From the last week of August 2018, their workers first erected dwarf wall, which temporarily curbed the periodic cattle grazing on the premises, and also continued with some other minor interior works after experiencing a short delay for almost one month. This latest development by a different firm was supervised by a man named Mr. Jonas Garfield in this same local government.
Further investigation also revealed that the Gosh Project was as the same time in-charge of the same project at Ihitte-Uboma LGA but that the progress of the work there is still behind.
According to their website, the construction firm is also in-charge of construction of the hospital in Obinze, Owerri West LGA.
The Public Relations Officer at the State Ministry of finance, who insisted that his name should not be published, explained that the Rescue Mission administration of Governor Okorocha runs a vertical system of governance. What he implied by this is that the award of contracts come directly from the state house while the ministry are handicapped.
‘On this project you are seeking information, it does not take more than ten minutes for anyone to roll out the details but we do not have any. We never issued certificate for contract award, supervised nor evaluated neither did we pay the contractors’, the PRO stressed.
Almost the same response was gathered from the Director of Planning, Research and Statistics at the state’s ministry of health when enquiries were made at her office.
The Director, whose name could not be ascertained affirmed that the reporter’s expectation to fetch relevant paper-works on the procuring the health facilities should be sought within their agency but they are unfortunately sidelined in the scheme of things.
She was also confident to excuse consulting the Permanent Secretary for same reason.
In spite of these revelations, it is arduous to establish there was no fraudulent practice as such as inflation of contracts and award of contracts to incompetent individuals and firms especially as the abandonment of projects are recorded in several sites.
Government’s angle…
Attempts to reach Sam Onwuemeodo, the Chief Press Secretary to Governor Rochas Okorocha was abortive. When our reporter visited the government house on December 5, the securities resisted any passage until he calls his host but Onwuemeodo had said he was in a meeting that day and therefore could not grant an interview.
In another telephone conversation that lasted less than a minute on December 20, he told this journalist that the network was crappy and suggested that a text message be sent as he promised to reply. No reply came from him since the time the message was sent.

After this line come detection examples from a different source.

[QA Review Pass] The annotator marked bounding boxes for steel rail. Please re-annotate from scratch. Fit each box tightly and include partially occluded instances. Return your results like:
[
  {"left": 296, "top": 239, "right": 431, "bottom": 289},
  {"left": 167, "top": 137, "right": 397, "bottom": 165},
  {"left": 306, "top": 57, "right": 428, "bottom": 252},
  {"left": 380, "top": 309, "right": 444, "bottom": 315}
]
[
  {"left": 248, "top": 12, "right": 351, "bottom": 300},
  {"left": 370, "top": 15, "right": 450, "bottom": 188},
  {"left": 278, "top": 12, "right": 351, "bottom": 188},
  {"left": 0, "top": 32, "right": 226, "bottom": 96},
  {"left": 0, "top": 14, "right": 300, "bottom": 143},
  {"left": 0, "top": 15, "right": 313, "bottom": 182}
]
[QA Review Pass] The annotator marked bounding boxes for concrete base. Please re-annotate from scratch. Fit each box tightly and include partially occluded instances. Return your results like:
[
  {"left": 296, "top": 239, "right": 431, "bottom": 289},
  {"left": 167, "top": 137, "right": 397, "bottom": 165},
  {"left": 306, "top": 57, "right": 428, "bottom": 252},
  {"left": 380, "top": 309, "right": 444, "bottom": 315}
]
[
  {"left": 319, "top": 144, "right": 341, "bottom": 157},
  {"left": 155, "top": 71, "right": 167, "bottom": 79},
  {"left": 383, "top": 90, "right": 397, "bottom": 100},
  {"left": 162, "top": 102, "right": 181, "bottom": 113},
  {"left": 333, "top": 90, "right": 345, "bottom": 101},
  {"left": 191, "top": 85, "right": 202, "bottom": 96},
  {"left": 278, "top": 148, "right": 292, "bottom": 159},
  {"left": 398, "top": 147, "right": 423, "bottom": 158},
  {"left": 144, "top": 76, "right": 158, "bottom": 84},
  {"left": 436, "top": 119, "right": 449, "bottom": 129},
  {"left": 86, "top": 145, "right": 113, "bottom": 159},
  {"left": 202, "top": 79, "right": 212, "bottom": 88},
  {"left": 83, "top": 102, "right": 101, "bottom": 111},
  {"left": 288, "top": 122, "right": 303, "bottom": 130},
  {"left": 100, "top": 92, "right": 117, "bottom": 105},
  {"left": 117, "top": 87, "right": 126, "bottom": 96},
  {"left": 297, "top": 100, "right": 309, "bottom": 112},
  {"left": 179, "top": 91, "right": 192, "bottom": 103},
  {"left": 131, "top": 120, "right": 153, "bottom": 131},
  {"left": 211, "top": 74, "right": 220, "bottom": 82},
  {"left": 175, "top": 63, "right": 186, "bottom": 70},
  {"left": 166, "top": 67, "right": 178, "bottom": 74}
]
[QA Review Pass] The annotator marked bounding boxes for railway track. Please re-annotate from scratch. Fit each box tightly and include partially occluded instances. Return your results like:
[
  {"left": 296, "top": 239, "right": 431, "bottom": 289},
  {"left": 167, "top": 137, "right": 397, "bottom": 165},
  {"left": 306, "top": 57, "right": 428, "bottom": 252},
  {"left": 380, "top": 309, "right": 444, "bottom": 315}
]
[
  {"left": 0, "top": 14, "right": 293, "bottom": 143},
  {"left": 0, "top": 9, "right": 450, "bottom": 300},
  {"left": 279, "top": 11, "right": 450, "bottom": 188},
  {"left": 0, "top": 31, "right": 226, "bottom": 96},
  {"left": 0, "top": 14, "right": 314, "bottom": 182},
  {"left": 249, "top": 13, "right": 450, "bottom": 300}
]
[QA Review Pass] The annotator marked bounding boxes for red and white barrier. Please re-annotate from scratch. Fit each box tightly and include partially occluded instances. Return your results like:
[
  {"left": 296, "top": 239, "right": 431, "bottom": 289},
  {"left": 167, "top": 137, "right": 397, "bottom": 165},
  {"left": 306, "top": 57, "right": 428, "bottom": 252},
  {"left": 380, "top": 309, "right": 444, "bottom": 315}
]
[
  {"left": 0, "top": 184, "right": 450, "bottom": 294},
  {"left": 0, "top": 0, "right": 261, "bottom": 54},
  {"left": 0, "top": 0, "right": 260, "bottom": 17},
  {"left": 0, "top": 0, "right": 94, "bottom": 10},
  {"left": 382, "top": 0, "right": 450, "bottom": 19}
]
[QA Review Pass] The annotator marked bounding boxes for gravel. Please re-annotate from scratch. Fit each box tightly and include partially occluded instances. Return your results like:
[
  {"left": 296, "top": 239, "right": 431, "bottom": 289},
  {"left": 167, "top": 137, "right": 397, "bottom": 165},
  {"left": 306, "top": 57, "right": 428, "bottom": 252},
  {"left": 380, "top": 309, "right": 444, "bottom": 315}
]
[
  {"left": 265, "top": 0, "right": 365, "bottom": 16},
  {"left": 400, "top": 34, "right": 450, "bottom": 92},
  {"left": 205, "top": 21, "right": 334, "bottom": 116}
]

The State Commissioner for Health Angela Uwakwem noted that not all the remaining projects can be completed at the same time.
She said the government is currently building ten more hospitals, a partnering with some foreign firms to equip the laboratories.
“Not all of these hospitals will even be fully functional because of the high volume of staff that will require. What the government wants to do is to ensure each local government area has access to a doctor’s care.
“Some of these hospitals will kick-off as specialists hospitals while some will not have facilities to admit patients for now.
“Growing needs in comparison with the services rendered at any of these locations will subsequently call for expansion in the capacity,” Uwakwem added.
She refuted claims by the director for planning, research and statistics that the ministry was not carried along in the process.
‘They are supposed to have information but maybe they are careful about divulging it because they didn’t take some sort of permission,’ she said.
On the procurement process and re-award of contract, she claimed not to have full knowledge of the project inception as she only became commissioner in 2017.
“I became commissioner for health in December 2017 and by that time the projects were far gone. I didn’t follow the projects from inception and but I will expect that they must have complied with some kind of procurement process. Besides, you know there are different procurement options, some go to the State’s Tenders Board’.
“I don’t know the exact option implemented but I wouldn’t expect these projects to be under the ministry because of the level,” the commissioner said.